Di sisi lain, kendati MUI membolehkan penggunaan vaksin MR, namun MUI juga mengeluarkan empat rekomendasi kepada pemerintah, yakni pemerintah wajib menjamin ketersediaan vaksin halal untuk kepentingan imunisasi bagi masyarakat. Produsen wajib mengupayakan produksi vaksin yang halal dan melakukan sertifikasi halal produk vaksin sesuai ketentuan peraturan perundang-undangan.
Kemenkes bertemu MUI guna membicarakan soal vaksin
Selain itu, pemerintah harus menjadikan pertimbangan keagamaan sebagai panduan dalam imunisasi dan pengobatan. Terakhir, pemerintah hendaknya mengupayakan secara maksimal serta melalui WHO dan negara-negara berpenduduk Muslim agar memperhatikan kepentingan umat Islam dalam hal kebutuhan akan obat-obatan dan vaksin yang suci dan halal.
Soal produksi vaksin MR halal, PT Bio Farma menyatakan tengah melakukan pengembangan dan riset produk vaksin MR tanpa memakai bahan yang berasal dari unsur haram atau najis dalam proses produksinya. Sekretaris Perusahaan PT Bio Farma Bambang Heriyanto mengatakan bahwa perseroan akan berkoordinasi dengan MUI dalam mengembangkan produk vaksin MR demi mendapatkan sertifikasi halal.
Bambang mengatakan, perusahaan Badan Usaha Milik Negara (BUMN) itu menargetkan bisa memproduksi vaksin MR pada 2024 mendatang. "Untuk vaksin MR sendiri kita masih dalam tahap pengembangan, kalau target ya cita-cita di 2024 sudah punya juga kemandirian untuk rubella. Kalau measles kita sudah ada, sudah produksi sendiri, hanya memang rubella-nya kita masih terus kembangkan," tuturnya beberapa waktu lalu, dikutip dari Antara.
Setali tiga uang dengan Kristoforus, Bambang mengakui bahwa tak mudah mendapatkan bahan pembuat vaksin yang halal, karena diperlukan penelitian. Untuk membuat vaksin MR pun ada dua strategi yang dilakukan Bio Farma. Pertama, kerja sama transfer teknologi dengan institusi lain demi mendapatkan calon bibit virus rubella untuk dijadikan vaksin. Kedua, mengembangkan bibit virus rubella sendiri, namun dibutuhkan waktu sekitar 15-20 tahun.
Lamanya waktu yang dibutuhkan lantaran perlu dilakukan uji coba, seperti menemukan calon vaksin yang cocok, uji laboratorium, uji preklinis dan uji klinis hingga empat fase serta evaluasi klinis untuk menghasilkan vaksin yang sesuai standar kualitas, efikasi dan keamanan.
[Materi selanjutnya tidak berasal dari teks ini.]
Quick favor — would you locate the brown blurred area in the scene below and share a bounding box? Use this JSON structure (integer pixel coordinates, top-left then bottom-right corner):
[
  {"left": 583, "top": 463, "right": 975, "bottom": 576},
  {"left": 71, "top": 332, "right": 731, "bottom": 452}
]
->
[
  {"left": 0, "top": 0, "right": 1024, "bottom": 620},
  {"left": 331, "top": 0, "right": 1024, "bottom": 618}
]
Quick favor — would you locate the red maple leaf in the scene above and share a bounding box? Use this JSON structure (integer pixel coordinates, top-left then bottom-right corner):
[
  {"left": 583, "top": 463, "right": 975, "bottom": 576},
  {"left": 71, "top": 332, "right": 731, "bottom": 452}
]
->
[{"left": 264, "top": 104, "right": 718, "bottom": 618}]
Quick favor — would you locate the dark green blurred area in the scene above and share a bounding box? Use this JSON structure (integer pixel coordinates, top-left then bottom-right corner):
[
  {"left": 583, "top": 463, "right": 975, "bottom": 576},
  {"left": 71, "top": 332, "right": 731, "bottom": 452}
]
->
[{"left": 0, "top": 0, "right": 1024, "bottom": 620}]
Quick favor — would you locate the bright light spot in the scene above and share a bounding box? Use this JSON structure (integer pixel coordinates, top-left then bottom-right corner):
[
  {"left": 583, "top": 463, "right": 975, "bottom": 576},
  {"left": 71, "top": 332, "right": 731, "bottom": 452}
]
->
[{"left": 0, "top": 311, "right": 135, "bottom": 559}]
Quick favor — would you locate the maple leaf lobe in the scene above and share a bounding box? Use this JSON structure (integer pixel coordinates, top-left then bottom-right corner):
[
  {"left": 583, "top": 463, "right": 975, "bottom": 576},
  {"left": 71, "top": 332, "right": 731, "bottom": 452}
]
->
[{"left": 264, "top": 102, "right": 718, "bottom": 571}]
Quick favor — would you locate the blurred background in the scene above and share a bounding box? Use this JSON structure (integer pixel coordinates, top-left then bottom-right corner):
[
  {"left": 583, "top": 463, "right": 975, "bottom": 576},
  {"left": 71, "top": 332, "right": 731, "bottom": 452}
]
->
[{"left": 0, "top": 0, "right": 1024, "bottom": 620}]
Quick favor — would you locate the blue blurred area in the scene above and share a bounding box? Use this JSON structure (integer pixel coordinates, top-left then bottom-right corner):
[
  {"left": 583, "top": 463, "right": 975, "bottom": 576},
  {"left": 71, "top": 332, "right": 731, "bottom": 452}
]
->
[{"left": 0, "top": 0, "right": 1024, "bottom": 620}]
Jika sudah terbukti berkhasiat dan aman, vaksin tersebut masih perlu diajukan untuk registrasi ke Badan Pengawasan Obat dan Makanan (BPOM), menyusul dilakukan sejumlah verifikasi termasuk audit demi memastikan keamanan dan kualitas vaksin tersebut.
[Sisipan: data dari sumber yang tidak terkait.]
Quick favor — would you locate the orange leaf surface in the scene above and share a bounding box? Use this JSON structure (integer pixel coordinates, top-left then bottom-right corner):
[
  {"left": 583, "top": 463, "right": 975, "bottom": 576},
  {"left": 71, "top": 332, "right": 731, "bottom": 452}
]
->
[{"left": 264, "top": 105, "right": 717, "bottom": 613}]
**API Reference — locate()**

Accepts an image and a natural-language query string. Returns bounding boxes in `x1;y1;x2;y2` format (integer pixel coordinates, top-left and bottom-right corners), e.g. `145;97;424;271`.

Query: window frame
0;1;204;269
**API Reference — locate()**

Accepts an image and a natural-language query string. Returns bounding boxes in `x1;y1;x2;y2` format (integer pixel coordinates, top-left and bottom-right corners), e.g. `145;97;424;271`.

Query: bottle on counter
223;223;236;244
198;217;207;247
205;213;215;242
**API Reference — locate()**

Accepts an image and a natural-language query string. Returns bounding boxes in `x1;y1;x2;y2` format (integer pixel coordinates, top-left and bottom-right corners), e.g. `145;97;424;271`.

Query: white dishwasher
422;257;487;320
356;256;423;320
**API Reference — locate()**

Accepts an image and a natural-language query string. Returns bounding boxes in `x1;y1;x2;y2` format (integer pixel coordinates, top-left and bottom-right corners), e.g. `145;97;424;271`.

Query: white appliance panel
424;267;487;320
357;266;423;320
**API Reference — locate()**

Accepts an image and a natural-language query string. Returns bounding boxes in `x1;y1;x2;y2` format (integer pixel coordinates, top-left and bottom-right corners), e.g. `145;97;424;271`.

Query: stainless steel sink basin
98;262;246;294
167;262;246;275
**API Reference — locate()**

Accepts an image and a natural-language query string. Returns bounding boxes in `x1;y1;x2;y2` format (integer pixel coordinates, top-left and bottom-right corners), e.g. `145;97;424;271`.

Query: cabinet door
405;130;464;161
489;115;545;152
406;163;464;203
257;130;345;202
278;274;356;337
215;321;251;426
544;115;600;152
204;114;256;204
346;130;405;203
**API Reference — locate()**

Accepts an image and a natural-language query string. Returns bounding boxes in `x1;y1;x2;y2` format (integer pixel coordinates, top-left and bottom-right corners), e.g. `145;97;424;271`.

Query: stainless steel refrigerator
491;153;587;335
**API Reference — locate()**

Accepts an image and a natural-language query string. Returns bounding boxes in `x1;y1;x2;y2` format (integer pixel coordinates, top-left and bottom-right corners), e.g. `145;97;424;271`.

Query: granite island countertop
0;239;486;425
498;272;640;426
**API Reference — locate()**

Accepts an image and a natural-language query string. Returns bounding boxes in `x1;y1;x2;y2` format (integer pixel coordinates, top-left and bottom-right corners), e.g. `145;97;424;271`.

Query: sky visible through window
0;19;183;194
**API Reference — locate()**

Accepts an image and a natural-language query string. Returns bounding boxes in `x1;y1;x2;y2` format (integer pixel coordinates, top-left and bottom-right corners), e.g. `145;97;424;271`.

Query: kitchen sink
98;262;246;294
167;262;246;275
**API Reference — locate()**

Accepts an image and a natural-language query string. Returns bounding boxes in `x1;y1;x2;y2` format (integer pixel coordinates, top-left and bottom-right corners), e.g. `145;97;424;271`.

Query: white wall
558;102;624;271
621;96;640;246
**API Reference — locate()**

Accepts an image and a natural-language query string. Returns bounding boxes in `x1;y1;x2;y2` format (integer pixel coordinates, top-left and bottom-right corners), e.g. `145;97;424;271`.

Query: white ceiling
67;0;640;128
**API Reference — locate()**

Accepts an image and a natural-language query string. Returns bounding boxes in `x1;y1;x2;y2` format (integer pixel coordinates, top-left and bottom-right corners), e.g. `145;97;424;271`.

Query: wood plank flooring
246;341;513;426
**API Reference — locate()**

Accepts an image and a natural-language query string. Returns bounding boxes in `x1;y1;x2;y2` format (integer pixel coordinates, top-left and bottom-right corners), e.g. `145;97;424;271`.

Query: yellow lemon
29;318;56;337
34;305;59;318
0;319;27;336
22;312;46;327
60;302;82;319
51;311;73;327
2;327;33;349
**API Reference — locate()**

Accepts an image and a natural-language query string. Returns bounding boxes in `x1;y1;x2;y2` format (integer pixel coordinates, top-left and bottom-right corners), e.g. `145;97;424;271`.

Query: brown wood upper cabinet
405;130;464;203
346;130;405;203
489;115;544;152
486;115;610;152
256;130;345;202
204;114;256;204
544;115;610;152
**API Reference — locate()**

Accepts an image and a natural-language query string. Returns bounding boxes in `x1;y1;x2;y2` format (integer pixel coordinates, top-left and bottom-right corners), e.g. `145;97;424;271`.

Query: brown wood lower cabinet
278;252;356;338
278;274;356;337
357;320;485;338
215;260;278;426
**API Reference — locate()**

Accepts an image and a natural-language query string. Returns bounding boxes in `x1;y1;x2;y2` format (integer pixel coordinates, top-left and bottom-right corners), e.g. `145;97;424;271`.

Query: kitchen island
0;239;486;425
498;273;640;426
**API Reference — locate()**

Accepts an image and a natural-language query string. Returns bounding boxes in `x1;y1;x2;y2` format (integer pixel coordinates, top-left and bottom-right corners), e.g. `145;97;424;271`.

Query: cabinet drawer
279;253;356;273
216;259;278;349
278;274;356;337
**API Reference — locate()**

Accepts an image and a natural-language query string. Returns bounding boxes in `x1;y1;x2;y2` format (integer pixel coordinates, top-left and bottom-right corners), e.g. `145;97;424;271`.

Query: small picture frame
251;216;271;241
Perlu diketahui bahwa sebelum muncul polemik vaksin di Tanah Air, WHO sebenarnya sudah mengeluarkan WHO Letter Reports On Islamic Legal Scholars' Verdict on the Medicinal Use Of Gelatin Derived From Pork Products” pada Juli 2001, yang melaporkan hasil penelitian, penemuan, dan pembahasan dari lebih 112 pakar legal Islami yang berkumpul untuk mengklarifikasi hukum halal-haram umat Muslim.
“Transformasi, yang berarti perubahan suatu zat menjadi zat lain, yang pada hakikatnya berbeda, berbeda karakteristik dapat mengubah zat yang secara hukum Islam tidak bersih/haram menjadi zat yang bersih/halal serta mengubah pula zat yang dilarang menjadi diperbolehkan untuk dikonsumsi,” kesimpulan para ahli.
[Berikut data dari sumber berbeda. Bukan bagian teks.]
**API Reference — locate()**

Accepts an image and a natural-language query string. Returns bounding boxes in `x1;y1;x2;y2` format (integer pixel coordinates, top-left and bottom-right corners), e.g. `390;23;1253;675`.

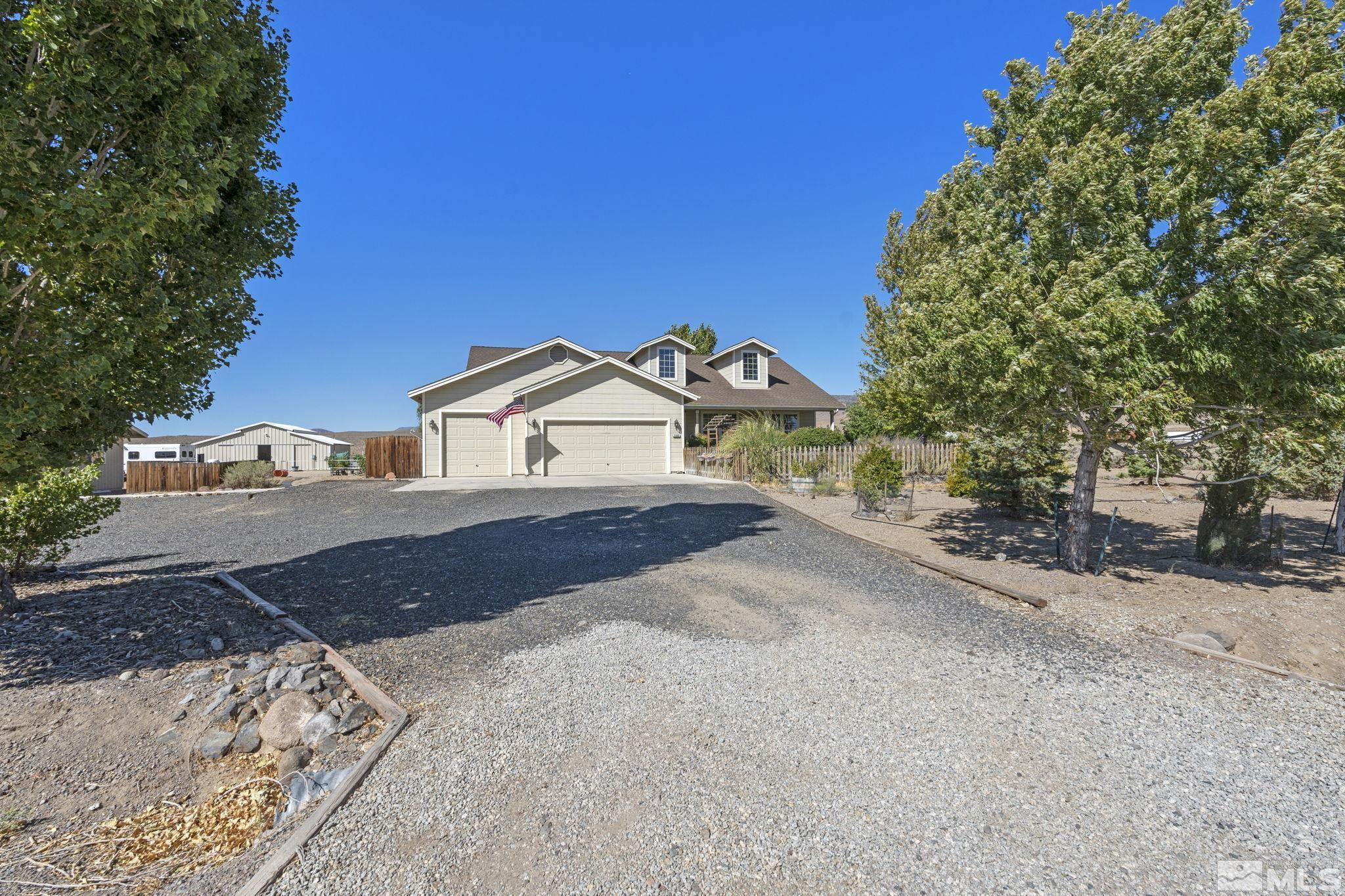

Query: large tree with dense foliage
864;0;1345;571
0;0;296;610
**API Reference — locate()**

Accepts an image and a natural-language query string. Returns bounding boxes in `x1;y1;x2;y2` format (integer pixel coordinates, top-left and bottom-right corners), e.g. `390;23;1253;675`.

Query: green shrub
222;461;280;489
812;475;839;496
784;426;846;447
720;417;784;482
1272;438;1345;501
944;444;977;498
789;457;827;480
854;444;904;500
955;433;1069;517
0;463;121;571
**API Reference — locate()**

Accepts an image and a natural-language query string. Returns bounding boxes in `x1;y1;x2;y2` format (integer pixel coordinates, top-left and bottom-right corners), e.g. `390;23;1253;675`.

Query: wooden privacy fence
127;461;232;494
364;435;421;480
682;449;748;482
682;439;958;482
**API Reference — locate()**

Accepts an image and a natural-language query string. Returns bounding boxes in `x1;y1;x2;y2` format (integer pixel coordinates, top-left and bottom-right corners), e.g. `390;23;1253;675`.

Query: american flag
485;402;523;430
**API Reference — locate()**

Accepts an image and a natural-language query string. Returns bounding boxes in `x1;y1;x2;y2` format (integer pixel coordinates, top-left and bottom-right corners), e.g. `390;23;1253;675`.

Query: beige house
194;421;351;470
91;426;149;492
408;336;837;477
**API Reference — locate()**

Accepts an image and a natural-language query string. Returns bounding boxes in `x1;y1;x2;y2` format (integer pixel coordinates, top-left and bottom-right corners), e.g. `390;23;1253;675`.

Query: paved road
73;482;1345;893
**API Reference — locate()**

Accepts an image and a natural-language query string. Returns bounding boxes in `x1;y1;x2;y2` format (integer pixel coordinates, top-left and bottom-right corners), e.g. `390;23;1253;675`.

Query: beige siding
526;367;682;474
196;426;349;470
93;443;125;492
420;348;593;475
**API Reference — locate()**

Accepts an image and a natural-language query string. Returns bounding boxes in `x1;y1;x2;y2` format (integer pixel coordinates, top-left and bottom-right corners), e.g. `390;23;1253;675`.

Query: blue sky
149;0;1278;434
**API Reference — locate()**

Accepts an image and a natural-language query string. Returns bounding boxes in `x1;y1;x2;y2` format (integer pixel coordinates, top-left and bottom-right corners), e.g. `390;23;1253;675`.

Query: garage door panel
443;415;508;475
546;422;667;475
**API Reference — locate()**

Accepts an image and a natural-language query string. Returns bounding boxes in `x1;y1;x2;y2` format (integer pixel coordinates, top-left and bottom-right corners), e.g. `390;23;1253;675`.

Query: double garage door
441;415;669;475
544;421;669;475
441;414;508;475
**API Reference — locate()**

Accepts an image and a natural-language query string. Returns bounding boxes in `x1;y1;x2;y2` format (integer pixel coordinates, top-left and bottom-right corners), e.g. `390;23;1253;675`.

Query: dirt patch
772;473;1345;683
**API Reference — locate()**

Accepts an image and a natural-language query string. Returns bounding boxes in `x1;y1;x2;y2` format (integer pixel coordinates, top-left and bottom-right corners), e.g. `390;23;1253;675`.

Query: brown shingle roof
467;345;841;408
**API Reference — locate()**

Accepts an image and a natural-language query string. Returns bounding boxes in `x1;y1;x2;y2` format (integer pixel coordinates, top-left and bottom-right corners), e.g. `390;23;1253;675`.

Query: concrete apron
393;473;733;492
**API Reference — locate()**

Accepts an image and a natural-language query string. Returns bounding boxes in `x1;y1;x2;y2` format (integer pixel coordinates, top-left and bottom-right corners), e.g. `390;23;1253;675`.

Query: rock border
214;572;410;896
744;482;1046;610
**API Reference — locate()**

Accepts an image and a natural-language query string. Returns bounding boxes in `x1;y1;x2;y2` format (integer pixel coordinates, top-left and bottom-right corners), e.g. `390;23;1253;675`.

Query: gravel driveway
72;482;1345;895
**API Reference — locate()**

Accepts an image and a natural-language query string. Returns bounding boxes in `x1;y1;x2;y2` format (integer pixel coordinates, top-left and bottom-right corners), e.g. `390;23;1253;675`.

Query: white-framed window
659;348;676;380
742;352;761;383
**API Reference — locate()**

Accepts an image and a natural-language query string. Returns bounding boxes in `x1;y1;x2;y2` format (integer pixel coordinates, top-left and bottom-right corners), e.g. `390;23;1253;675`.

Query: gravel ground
74;482;1345;895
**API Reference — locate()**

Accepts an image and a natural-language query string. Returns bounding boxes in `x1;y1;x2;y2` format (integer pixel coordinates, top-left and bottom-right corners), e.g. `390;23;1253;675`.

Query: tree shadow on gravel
923;501;1338;592
92;502;776;664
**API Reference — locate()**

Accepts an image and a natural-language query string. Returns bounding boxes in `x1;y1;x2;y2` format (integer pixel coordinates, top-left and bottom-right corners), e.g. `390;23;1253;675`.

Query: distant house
194;421;351;470
125;435;209;465
93;426;148;492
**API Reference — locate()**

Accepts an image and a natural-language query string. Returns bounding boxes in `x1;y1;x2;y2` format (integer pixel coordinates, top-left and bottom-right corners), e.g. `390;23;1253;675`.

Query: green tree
669;324;720;354
0;0;296;610
864;0;1345;571
841;395;897;442
948;430;1068;519
0;463;121;571
854;443;905;507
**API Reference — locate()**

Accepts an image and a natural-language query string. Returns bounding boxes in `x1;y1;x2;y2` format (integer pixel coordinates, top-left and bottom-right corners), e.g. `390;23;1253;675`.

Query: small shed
93;426;148;492
195;421;351;470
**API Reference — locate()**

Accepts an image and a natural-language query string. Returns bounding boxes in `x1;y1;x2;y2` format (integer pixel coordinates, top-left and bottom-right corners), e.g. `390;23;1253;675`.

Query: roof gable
192;421;349;446
514;357;698;400
625;333;695;360
406;336;603;398
705;337;776;364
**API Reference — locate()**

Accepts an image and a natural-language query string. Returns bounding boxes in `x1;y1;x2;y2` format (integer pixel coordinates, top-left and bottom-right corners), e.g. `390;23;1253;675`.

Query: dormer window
659;348;676;380
742;352;761;383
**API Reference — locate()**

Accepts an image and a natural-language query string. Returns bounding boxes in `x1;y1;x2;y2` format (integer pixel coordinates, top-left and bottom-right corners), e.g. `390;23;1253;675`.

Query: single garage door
546;422;669;475
441;414;508;475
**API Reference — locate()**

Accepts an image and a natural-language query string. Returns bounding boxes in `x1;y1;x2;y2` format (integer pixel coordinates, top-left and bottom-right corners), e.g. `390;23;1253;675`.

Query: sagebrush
222;461;280;489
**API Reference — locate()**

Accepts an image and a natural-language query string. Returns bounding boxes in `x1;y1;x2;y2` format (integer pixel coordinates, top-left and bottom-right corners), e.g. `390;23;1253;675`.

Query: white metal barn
90;426;149;492
194;421;351;470
122;442;196;467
Dari pertemuan dan surat tersebut, para pakar Muslim menyatakan bahwa transformasi produk babi menjadi gelatin telah cukup mengubah zat tersebut, sehingga bisa dibenarkan bagi umat Muslim di seluruh dunia untuk mendapatkan vaksin yang mengandung gelatin maupun obat-obatan yang dibungkus oleh kapsul gelatin.